As a follow up to yesterday’s mini-manifesto I think I need to add one more thing, one clarification that I woke up worrying about:
I think the modern quilting movement (I do believe it is a movement of sorts) matters. I think it does have something significant to say and add to the quilting tradition, but it is only a framework, an architecture for understanding something that is going on. It really does not matter if any particular quilt or quilter is modern (except perhaps to our egos). In this sense it is like statistics: Just because half the world is younger than I am it doesn’t meant that one of the two people I talking to (hypothetically) has to be younger than I am.
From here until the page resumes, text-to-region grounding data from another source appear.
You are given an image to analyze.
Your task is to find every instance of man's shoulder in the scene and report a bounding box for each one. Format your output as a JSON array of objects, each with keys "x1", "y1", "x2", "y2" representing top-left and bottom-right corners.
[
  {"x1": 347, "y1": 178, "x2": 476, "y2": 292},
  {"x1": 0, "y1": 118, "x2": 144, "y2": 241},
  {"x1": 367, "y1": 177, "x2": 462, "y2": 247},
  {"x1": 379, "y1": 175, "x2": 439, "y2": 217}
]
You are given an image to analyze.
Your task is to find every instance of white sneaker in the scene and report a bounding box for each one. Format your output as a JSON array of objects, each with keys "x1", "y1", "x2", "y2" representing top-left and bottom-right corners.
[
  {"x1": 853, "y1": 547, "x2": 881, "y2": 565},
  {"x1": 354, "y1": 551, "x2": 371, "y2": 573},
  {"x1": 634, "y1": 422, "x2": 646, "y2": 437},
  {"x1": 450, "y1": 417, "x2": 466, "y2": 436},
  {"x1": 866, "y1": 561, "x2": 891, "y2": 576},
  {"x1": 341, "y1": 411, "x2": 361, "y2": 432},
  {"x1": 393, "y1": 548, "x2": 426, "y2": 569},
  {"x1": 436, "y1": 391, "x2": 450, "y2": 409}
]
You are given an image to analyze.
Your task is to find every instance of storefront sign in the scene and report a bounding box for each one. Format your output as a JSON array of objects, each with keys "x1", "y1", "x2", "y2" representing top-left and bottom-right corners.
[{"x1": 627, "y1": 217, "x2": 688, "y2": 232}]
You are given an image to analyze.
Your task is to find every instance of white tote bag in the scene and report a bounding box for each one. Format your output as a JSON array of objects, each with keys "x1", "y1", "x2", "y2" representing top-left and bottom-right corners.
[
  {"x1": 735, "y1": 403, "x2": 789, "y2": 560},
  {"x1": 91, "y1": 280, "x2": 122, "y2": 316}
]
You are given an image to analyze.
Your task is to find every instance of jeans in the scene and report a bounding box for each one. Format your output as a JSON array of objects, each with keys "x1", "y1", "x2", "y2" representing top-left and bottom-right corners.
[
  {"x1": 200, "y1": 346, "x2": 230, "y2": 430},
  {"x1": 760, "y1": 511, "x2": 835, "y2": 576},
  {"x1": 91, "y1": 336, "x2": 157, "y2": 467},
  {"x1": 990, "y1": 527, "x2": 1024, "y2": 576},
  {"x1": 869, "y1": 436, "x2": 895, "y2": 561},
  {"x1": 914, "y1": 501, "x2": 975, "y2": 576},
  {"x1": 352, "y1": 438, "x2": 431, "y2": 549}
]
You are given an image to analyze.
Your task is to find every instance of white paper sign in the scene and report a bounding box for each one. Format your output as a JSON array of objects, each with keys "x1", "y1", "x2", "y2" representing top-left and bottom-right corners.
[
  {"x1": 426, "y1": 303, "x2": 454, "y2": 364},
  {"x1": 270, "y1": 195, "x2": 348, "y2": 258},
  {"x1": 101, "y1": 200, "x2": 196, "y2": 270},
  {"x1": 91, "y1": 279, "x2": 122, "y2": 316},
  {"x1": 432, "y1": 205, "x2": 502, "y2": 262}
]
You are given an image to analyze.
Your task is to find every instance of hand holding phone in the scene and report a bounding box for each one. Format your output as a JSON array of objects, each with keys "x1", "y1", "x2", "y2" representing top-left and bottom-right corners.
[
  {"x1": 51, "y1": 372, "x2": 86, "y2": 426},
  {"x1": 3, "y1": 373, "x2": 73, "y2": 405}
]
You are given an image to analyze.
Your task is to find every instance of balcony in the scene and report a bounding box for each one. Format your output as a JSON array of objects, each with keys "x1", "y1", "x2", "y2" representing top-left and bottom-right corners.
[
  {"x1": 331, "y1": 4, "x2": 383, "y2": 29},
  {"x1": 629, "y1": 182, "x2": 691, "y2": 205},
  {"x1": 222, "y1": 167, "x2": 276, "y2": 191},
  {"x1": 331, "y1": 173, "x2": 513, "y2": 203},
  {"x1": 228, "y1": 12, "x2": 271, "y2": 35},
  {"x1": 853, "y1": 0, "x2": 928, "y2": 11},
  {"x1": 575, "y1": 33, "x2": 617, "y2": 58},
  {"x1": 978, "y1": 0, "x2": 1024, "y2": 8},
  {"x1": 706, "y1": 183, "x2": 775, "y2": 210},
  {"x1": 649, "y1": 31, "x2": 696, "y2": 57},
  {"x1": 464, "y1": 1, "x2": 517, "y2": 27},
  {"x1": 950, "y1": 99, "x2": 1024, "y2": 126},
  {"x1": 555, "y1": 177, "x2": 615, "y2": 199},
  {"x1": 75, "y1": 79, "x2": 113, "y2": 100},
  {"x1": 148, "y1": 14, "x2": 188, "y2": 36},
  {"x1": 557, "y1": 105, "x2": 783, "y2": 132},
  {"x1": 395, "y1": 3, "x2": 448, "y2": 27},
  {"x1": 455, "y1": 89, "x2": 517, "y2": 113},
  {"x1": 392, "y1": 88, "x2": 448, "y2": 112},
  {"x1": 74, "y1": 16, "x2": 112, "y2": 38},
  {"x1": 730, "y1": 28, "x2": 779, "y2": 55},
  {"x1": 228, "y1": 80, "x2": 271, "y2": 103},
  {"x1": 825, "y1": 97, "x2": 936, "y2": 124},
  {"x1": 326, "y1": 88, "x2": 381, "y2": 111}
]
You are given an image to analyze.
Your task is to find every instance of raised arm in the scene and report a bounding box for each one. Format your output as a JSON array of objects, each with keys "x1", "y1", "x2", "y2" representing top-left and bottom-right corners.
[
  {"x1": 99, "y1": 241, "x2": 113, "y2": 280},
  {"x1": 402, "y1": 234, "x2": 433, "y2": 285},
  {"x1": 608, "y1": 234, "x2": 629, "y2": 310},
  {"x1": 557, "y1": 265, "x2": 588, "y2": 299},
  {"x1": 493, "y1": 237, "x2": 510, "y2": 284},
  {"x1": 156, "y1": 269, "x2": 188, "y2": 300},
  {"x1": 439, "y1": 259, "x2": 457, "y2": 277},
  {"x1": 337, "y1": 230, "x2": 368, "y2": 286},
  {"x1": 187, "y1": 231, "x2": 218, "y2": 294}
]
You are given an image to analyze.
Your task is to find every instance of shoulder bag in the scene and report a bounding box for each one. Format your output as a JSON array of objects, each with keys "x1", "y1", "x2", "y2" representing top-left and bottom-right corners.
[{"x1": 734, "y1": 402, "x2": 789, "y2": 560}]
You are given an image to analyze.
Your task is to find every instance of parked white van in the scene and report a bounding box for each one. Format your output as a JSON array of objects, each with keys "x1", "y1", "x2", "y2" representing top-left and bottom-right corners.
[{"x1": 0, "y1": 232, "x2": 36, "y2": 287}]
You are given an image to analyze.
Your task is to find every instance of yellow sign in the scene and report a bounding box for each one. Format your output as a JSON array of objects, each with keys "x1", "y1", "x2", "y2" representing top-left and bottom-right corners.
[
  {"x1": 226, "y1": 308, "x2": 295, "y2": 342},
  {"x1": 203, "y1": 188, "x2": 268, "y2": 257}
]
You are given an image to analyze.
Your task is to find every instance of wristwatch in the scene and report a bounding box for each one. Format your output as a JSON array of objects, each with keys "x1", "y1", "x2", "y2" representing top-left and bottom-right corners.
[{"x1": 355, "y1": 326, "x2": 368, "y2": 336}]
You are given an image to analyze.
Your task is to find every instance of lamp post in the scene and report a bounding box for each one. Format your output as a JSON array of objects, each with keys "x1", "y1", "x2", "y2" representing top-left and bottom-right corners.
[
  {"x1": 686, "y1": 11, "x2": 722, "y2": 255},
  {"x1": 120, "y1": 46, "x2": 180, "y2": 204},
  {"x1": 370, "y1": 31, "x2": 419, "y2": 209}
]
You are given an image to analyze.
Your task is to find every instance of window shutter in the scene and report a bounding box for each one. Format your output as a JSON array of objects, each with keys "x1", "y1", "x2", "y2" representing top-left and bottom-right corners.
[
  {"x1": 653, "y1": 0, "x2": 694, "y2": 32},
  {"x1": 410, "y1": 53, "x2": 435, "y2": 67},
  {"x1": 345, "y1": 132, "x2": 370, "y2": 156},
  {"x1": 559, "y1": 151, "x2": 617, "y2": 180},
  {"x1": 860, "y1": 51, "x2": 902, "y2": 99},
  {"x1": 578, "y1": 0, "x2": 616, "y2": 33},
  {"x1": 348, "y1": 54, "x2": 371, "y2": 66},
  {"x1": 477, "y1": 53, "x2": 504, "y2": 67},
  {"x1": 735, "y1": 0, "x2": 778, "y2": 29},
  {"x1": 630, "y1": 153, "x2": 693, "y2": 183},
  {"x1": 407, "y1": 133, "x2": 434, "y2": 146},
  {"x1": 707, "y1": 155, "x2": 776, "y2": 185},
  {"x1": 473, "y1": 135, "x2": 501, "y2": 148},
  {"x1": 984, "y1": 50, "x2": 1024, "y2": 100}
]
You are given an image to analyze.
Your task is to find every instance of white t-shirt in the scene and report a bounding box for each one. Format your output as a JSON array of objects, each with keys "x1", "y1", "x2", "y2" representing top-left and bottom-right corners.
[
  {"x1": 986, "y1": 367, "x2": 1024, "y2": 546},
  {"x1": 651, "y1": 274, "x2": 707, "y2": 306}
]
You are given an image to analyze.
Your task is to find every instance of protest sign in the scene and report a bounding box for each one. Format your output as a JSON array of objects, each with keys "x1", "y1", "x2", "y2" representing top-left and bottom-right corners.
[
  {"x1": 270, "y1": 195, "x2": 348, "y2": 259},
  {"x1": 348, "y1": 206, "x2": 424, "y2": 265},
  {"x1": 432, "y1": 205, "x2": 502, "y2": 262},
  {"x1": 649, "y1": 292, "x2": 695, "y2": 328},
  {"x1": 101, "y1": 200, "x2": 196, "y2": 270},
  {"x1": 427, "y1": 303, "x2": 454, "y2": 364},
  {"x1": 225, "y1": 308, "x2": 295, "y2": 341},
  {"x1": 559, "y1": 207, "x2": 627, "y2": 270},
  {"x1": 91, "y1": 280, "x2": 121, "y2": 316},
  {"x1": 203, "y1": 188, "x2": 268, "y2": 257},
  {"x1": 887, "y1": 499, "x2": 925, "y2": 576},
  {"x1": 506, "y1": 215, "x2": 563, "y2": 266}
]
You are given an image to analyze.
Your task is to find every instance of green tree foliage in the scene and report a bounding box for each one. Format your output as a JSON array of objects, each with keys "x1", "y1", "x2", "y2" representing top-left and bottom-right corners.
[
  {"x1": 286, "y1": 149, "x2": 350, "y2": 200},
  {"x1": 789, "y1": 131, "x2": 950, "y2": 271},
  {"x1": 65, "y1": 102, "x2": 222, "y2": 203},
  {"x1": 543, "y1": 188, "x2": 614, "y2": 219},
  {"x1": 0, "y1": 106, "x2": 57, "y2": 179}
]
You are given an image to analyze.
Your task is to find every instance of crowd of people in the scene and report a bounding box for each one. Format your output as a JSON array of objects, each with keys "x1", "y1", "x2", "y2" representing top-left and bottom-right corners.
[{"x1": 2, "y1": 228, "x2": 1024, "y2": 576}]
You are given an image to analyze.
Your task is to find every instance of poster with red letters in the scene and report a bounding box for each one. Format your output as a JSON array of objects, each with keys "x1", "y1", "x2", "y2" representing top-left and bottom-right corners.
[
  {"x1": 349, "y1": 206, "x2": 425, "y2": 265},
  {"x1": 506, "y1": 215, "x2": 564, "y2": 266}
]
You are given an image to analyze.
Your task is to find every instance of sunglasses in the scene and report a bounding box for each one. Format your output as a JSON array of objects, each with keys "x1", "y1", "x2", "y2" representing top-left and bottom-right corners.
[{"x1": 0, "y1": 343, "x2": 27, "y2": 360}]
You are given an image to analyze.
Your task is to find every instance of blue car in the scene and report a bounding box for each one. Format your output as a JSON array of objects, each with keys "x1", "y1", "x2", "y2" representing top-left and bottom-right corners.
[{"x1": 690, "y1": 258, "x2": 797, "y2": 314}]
You see, the details of life and making are what is real; those are the things that matter. It is all a massive and insane confluence of tiny events; this is as true for a career as it is for any particular quilt. Each quilt is made up of a million choices made for a million reasons, and as such every single quilt matters. It does not, in the big scheme of things, matter if it is modern or traditional or hybrid or none of the above. Every single quilt matters and we need to revel in that. We need to revel in the absurdity that is our lives and the fact that we take the time to make these things (Kim wins at this, hands down).
At the same time I think we need to talk about these things, to understand them more deeply, to pay proper curtosy to these extraordinary objects, and that is where the framework comes in. We need words and ideas that guide us and aid us through our understanding, that help us put these quilts into context. If you’ve talked to me for more than two minutes you will know that I think context is everything, and when we strip quilts of their proper context (i.e. call something ancient modern just because we think it “looks modernish”) we are doing the quilts and ourselves a disservice, we are getting sucked into the imperialism of hindsight.
And the same thing happens with the things we do now. When we use a term to placate our egos or because it seems like the thing to do we ignore the reality of our own practice; we strip ourselves our profoundly genuine stories. We reduce ourselves to generics, copies of a style or a movement that was never meant to be copied. The framework is never the thing, but that does not mean that the framework is not important. I am seriously invested in the idea and discussion of modern quilting, the questions surrounding why quilting indeed matters now, but that should never be confused with the simple yet profound question of what to make today, and why.